Apartheid dei bagni a Cagliari. In scuola di suore a figli profughi vietato quello dei “bianchi”

di Emiliano Condò
Pubblicato il 1 Ottobre 2016 - 11:18 OLTRE 6 MESI FA
Apartheid dei bagni a Cagliari. In scuola di suore a figli profughi vietato quello dei "bianchi"

Apartheid dei bagni a Cagliari. In scuola di suore a figli profughi vietato quello dei “bianchi”

CAGLIARI – L’apartheid, quell’odiosa forma di segregazione razziale che per decenni ha macchiato la storia del Sudafrica, arriva in Italia. Arriva in una scuola elementare di Cagliari. Una forma di razzismo particolarmente odiosa perché colpisce i più deboli: i bambini. Piccoli di una scuola elementare arrivati in Italia senza neppure i genitori. La cronaca è semplice e brutale e la vicenda la diffonde e la riassume l’Unione Sarda:

Nella scuola delle suore mercedarie di via Barone Rossi, a Cagliari, esplode il caso per due bambini – uno etiope e l’altro egiziano – arrivati in Sardegna senza i genitori. Dopo le proteste, ai piccoli è stato imposto di usare un bagno diverso da quello dei compagni.

In queste due righe ci sono tante, troppe cose, che disturbano. Disturba, per esempio, che tutto questo succeda in una scuola gestita da suore. Ovvero una scuola in cui carità e accoglienza dovrebbero essere alla pari della didattica. Disturba poi quel “senza genitori”. Una condizione che di norma dovrebbe spingere una comunità a umana (e laica) solidarietà.
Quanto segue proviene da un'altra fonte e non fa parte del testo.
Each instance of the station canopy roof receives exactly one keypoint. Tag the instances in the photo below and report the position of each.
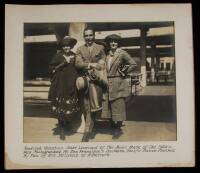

E invece è scoppiato un caso che ha come oggetto le “malattie sconosciute”. Alcuni genitori hanno protestato, trovando l’alibi malattie come scusa per offuscare un implacabile razzismo. Pensano, questi genitori,  che i due bambini, per il semplice fatto di provenire dall’Africa, possano portare delle malattie misteriose. E per qualche oscuro motivo hanno individuato nei bagni, e non nelle classi, il luogo del fantomatico rischio di contagio.

Racconta il Secolo XIX che nella scuola in questione ci sono stati giorni di riunioni infuocate e che, addirittura, due famiglie abbiano s deciso di ritirare i loro figli e iscriverli altrove. Nel mirino delle famiglie xenofobe, perché di xenofobia si tratta, ci sono le suore, accusate di aver accolto i due  bimbi senza informare le famiglie. La spiegazione delle suore è allo stesso tempo logica, ineccepibile eppure piena di ingenuità quasi disarmante: “Perché avremmo dovuto avvertire le famiglie? Cosa hanno di diverso questi bambini?”. Eppure le suore per prime si sono piegate a un compromesso che inquieta:

Il bagno separato per i bambini africani doveva essere un compromesso, una concessione alle proteste feroci dei genitori degli altri alunni. Nessuno doveva saperlo, perché le suore speravano che in città non scoppiasse il caso. Ma dopo due assemblee infuocate è esplosa la rivolta e due famiglie hanno deciso di trasferire i propri figli in un altro istituto. Oggi qualcuno cambia versione: «Questo è vero razzismo, sembra il ritorno dell’Apartheid – dice una delle mamme che arriva puntuale all’uscita -. Noi vogliamo che i nostri figli siano educati all’accoglienza. Ma oggi la nostra città sta vivendo un momento tristissimo».